International Teams
The World Cup final before the final? Spain made France look like a training exercise
France came into Tuesday’s semi-final in Dallas as the most prolific team at the tournament: 16 goals in six games, a squad containing Mbappe, Dembele and Olise and a momentum that had swept everything in front of it.
Then Spain introduced them to a system so suffocating, so technically immaculate, that France did not manage a single shot on target until the 80th minute.
It was not the final before the final. It was a masterclass, as expected, at the World Cup.
Lamine Yamal’s penalty earned, Porro’s finish and France leave disappointed
Lamine Yamal, celebrating his 19th birthday the day before, got to the ball ahead of Lucas Digne inside the box and was clipped. Mikel Oyarzabal dispatched the resulting penalty past Mike Maignan in the 22nd minute, and moments after the goal, William Saliba was forced off.
That was a major blow for France’s structure that further unravelled their defensive plan. Then, in the 58th minute, Pedro Porro played a perfect one-two with Dani Olmo and buried the return into the bottom corner. Game over, thank you for coming Mbappe and co.

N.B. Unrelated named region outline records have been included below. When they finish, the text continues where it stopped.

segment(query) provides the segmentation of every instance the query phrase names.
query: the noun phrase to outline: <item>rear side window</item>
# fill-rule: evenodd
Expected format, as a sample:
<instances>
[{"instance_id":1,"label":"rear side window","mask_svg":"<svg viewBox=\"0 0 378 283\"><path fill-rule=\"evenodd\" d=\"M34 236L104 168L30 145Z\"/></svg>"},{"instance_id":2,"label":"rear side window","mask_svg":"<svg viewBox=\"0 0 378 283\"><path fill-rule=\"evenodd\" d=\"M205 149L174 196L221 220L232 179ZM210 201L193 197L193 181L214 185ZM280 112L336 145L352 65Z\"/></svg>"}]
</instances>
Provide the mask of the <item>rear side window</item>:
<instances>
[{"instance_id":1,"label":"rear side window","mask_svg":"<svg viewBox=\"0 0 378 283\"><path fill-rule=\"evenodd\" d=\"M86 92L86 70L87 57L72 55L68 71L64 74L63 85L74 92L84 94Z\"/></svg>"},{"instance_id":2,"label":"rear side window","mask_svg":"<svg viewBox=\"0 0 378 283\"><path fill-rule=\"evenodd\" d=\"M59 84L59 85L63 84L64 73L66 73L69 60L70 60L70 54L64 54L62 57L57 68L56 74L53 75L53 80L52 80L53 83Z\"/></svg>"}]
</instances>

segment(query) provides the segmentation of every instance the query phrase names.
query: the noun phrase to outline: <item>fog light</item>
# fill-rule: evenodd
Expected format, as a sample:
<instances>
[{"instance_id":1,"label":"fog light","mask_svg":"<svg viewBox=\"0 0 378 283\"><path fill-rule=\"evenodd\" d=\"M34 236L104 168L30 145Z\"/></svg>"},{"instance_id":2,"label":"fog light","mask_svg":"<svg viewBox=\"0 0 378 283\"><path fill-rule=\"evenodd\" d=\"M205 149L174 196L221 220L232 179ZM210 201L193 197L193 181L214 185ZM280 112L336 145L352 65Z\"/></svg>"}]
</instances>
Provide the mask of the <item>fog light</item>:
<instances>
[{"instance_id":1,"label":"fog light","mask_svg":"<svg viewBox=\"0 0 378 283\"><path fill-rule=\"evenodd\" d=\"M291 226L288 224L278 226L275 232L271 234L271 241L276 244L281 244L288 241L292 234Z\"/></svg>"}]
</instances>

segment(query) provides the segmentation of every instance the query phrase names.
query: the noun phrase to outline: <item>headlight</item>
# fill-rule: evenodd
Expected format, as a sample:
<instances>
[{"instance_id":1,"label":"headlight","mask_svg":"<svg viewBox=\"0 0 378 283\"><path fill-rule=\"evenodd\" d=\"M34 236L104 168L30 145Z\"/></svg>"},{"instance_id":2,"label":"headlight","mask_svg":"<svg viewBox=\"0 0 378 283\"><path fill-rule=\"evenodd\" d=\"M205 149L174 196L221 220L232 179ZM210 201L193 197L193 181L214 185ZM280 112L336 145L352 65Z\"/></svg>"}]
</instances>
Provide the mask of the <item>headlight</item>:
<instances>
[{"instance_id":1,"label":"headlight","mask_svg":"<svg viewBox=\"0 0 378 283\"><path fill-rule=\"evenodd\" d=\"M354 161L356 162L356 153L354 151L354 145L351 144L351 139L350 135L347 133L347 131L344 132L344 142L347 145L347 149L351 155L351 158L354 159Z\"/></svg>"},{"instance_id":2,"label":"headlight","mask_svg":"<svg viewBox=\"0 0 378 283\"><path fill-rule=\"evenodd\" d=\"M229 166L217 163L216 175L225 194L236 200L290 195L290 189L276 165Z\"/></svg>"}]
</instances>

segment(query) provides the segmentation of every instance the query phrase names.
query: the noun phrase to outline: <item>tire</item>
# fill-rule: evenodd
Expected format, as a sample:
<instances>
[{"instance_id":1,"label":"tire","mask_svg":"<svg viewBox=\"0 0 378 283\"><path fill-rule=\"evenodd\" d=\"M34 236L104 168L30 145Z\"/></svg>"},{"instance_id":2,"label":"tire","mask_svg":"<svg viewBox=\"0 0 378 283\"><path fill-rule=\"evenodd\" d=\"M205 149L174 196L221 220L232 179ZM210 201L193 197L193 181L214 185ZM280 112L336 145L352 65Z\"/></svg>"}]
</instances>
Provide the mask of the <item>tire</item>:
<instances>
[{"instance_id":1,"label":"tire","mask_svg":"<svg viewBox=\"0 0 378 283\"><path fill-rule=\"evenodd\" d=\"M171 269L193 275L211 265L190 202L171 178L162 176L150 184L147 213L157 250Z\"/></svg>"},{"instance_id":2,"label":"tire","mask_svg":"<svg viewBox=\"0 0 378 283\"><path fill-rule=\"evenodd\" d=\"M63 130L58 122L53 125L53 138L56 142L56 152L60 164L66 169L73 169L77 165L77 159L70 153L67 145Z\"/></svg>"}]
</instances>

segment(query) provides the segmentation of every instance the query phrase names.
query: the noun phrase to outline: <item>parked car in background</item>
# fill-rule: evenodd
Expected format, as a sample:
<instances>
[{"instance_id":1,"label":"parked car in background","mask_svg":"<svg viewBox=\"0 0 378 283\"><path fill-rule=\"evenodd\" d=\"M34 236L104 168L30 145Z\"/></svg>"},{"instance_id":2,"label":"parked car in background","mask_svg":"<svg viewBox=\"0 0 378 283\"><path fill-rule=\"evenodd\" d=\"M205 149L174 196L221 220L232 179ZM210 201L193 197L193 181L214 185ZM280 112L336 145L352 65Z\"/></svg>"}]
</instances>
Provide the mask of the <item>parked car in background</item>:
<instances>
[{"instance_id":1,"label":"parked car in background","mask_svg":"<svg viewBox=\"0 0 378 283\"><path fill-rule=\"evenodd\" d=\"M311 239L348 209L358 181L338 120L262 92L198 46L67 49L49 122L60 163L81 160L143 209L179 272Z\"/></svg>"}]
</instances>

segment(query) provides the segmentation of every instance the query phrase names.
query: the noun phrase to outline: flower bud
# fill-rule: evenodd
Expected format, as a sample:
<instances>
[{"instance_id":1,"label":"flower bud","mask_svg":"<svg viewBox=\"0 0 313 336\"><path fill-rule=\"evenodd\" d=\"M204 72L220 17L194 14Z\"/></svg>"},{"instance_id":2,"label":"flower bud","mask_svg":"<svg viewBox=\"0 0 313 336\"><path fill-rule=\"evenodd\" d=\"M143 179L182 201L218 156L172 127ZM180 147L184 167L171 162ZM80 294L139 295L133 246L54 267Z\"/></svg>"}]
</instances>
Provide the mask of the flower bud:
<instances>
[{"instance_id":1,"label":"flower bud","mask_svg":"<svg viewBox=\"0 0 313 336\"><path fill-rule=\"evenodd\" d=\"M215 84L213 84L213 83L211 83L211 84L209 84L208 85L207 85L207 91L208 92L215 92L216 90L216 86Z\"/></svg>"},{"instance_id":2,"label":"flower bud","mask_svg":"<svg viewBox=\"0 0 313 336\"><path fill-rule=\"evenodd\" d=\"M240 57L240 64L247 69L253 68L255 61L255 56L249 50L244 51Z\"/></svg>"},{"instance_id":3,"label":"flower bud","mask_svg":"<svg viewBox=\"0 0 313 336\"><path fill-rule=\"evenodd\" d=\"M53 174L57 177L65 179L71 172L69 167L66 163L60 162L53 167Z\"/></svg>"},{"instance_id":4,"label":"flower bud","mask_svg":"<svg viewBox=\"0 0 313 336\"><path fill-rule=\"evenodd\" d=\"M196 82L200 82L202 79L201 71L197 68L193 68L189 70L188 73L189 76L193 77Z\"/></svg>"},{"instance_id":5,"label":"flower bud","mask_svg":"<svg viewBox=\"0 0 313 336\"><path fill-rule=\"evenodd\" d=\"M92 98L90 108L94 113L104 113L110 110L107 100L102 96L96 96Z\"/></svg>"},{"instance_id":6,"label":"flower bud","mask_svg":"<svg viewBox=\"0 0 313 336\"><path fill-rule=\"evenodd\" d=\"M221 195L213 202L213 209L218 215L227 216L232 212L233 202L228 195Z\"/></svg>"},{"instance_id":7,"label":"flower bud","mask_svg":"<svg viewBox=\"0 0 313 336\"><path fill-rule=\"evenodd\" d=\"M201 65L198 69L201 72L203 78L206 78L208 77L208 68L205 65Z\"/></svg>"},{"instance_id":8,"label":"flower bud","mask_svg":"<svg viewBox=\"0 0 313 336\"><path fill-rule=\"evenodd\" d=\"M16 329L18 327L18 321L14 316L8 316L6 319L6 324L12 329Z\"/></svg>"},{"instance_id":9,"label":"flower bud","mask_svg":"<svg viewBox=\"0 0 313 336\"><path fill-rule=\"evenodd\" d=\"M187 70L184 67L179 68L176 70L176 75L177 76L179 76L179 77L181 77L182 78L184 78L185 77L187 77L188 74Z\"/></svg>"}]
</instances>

France entered the match having scored 16 goals in six games. Spain’s defence restricted them to 0.3 xG from 10 shots, three of which were on target. Kylian Mbappe, joint Golden Boot leader with eight goals, found little room to operate. Spain stripped him of any space.
Unai Simon was barely troubled. Spain’s defensive record across the tournament now stands at one goal conceded in seven games. They have not trailed in any of them.
La Roja are simply the best team at the World Cup
Spain will face either England or Argentina in Sunday’s final at MetLife Stadium in New Jersey: their first World Cup final since lifting the trophy in 2010. The parallels with that campaign are striking. A dominant defensive structure, an attacker causing chaos.
Yamal now occupying the role David Villa & Fernando Torres shared then, and a team that wins without needing to be brilliant because the system is better than everyone else’s. France, the 2018 champions & 2022 runners-up, could not pass their first elite test of the tournament.
Spain navigated it effortlessly. They have six consecutive wins since the Cape Verde draw. It’s the most convincing sustained run of form at this World Cup. On Sunday, one of football’s most storied rivalries, England or Messi’s Argentina, awaits. Spain will be ready for either.